On a dans ces textes importants des déclarations antiracistes. On supprime la condamnation que la Constitution
fait de comportements fondés sur des distinctions illégitimes entre citoyens et personnes en
général. Bref, la notion de « race » n’est pas
une notion biologique dans la Constitution, c’est simplement la référence à une catégorie
imaginaire dont il faut bien avouer qu’elle existe encore dans la société contemporaine
en dépit du fait qu’elle soit parfaitement invalidée d’un point de vue scientifique. La « race » influe dans notre société,
au sens où elle est une catégorie imaginaire puissante. De toute évidence, la couleur
de peau par exemple – qui en est une des caractéristiques principales, pas la seule
d’ailleurs – n’est pas une simple caractéristique physique comparable à la
couleur des cheveux ou des yeux. La couleur de peau, c’est un marqueur social qui a
des effets puissants dans la société. Dans l’accès au marché du travail, dans l’accès
à certains loisirs, Dans l’accès au marché immobilier par exemple. Etre noir ou être
blanc, ce n’est pas tout à fait la même chose. Ce n’est pas comme
avoir des yeux bleus ou des yeux bruns. C’est donc dire que bien que la « race » soit
complètement invalidée d’un point de vue scientifique, pour autant elle existe encore
comme une représentation imaginaire, avec des effets sociaux qui sont tout à fait présents.

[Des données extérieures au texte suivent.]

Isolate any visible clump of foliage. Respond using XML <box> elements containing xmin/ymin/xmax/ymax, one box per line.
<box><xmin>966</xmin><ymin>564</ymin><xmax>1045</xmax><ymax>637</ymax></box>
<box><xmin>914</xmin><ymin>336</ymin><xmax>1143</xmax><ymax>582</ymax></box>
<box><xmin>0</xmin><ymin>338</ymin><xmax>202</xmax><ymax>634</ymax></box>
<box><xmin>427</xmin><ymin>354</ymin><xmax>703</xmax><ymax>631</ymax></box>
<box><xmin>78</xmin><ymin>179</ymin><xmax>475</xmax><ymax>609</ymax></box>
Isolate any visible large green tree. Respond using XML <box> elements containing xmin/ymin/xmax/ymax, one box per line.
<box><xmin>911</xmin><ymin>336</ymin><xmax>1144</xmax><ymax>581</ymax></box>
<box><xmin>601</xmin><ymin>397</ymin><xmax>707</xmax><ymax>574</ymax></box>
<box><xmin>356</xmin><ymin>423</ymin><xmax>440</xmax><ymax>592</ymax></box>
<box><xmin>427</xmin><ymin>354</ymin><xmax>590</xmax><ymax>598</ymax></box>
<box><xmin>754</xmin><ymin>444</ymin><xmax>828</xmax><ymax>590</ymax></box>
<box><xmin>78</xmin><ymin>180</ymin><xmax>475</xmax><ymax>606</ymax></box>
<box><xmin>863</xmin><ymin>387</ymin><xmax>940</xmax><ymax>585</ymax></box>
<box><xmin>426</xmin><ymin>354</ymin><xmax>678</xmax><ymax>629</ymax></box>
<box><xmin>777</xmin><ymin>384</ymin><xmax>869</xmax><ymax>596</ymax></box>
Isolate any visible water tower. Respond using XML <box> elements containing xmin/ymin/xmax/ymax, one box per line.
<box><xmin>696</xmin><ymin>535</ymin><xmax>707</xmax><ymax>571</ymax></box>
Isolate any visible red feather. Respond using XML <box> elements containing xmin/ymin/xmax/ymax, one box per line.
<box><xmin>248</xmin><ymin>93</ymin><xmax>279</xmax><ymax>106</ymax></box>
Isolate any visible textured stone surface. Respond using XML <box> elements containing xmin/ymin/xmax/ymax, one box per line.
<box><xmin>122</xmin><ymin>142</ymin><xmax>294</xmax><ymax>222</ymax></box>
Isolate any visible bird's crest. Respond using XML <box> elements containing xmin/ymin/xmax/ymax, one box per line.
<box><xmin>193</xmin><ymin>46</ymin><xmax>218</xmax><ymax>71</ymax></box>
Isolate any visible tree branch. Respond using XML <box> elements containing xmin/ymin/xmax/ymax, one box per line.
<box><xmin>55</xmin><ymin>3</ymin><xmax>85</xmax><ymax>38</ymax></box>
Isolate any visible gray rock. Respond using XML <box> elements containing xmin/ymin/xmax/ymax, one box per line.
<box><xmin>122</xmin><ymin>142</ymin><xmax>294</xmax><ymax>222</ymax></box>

C’est pour ça d’ailleurs que dans les sciences sociales, beaucoup de chercheurs,
des historiens, des sociologues, des anthropologues, utilisent le terme de « race ». Non pas
parce qu’ils croiraient en l’existence des « races », mais parce qu’ils reconnaissent
pragmatiquement que la « race » comme catégorie imaginaire influe dans l’organisation
sociale des sociétés passées et présentes. Le débat sur la « race » est assez original
si on compare le cas français à ce qui se passe ailleurs. Evidemment, je ne parlerai
pas des Etats-Unis, où le terme de « race » est très communément utilisé. En France,
on est particulièrement réticent. C’est lié à la fois à l’héritage républicain
depuis la Révolution française. On est méfiant à l’égard de particularités individuelles. On pense le citoyen dans une forme d’abstraction politique débarrassé de caractéristiques
physiques ou même de choix culturels ou religieux. Donc il y a ce fondement républicaniste qui
est méfiant à l’égard des différences. Et puis il y a évidemment l’histoire du
XXe siècle qui est passée par là. L’histoire de la colonisation, de la seconde guerre mondiale. Enfin, l’influence du marxisme, d’une manière de penser les inégalités d’abord
par le prisme de la classe sociale. C’est très révélateur de la difficulté
de la gauche, des progressistes en France, à se saisir de questions qui pourtant permettent
de mieux analyser les inégalités de la société française. Il n’y a pas que la classe,
il n’y a pas que les inégalités générées par l’économie de marché qui permettent
de comprendre notre société. Il faut aussi s’attaquer à d’autres formes d’inégalités.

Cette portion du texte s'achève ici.